DRG benchmarking study establishes national coding norms.

作者信息

Vaul J H

机构信息

QuadraMed Corp., Neptune, NJ, USA.

出版信息

Healthc Financ Manage. 1998 May;52(5):52-4.

Abstract

With the increase in fraud and abuse investigations, healthcare financial managers should examine their organization's medical record coding procedures. The Federal government and third-party payers are looking specifically for improper billing of outpatient services, unbundling of procedures to increase payment, assigning higher-paying DRG codes for inpatient claims, and other abuses.

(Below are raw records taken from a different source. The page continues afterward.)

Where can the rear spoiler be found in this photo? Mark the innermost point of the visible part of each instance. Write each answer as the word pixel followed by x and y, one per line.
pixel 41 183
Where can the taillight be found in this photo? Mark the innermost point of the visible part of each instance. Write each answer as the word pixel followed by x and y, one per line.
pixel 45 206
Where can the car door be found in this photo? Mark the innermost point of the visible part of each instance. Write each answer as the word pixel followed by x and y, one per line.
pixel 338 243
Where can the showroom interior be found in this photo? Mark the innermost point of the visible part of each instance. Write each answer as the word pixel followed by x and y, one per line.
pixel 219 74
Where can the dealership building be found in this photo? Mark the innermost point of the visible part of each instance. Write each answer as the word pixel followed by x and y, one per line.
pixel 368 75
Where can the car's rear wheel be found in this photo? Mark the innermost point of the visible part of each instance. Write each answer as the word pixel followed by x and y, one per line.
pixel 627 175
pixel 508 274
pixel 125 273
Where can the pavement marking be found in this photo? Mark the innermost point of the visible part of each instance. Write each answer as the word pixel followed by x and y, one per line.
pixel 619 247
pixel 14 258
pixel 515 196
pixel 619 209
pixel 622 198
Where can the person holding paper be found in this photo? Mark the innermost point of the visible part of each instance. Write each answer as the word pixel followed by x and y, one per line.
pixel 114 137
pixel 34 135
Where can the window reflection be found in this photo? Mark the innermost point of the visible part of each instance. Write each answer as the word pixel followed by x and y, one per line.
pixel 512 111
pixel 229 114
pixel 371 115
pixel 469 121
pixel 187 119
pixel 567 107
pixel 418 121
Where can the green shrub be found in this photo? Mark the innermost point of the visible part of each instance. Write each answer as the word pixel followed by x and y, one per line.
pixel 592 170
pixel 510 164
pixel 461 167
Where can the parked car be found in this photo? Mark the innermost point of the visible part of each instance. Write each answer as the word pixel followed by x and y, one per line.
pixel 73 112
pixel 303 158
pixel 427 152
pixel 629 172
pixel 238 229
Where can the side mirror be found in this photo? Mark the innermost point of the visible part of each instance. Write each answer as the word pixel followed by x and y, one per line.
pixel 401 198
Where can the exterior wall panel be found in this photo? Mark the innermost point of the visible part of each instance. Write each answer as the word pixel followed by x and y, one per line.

A recent benchmarking study of Medicare Provider Analysis and Review (MEDPAR) data has established national norms for hospital coding and case mix based on DRGs and has revealed the majority of atypical coding cases fall into six DRG pairs. Organizations with a greater percentage of atypical cases--those more likely to be scrutinized by Federal investigators--will want to conduct suitable review and be sure appropriate documentation exists to justify the coding.

摘要

随着欺诈和滥用调查的增加,医疗保健财务经理应检查其组织的病历编码程序。联邦政府和第三方支付方特别关注门诊服务的不当计费、拆分程序以增加支付、为住院索赔分配高付费诊断相关分组(DRG)代码以及其他滥用行为。最近一项基于医疗保险提供者分析与审查(MEDPAR)数据的基准研究已经建立了基于DRG的医院编码和病例组合的全国规范,并且揭示了大多数非典型编码案例属于六个DRG对。非典型案例比例较高的组织——那些更有可能受到联邦调查人员审查的组织——将需要进行适当审查,并确保有适当的文件证明编码合理。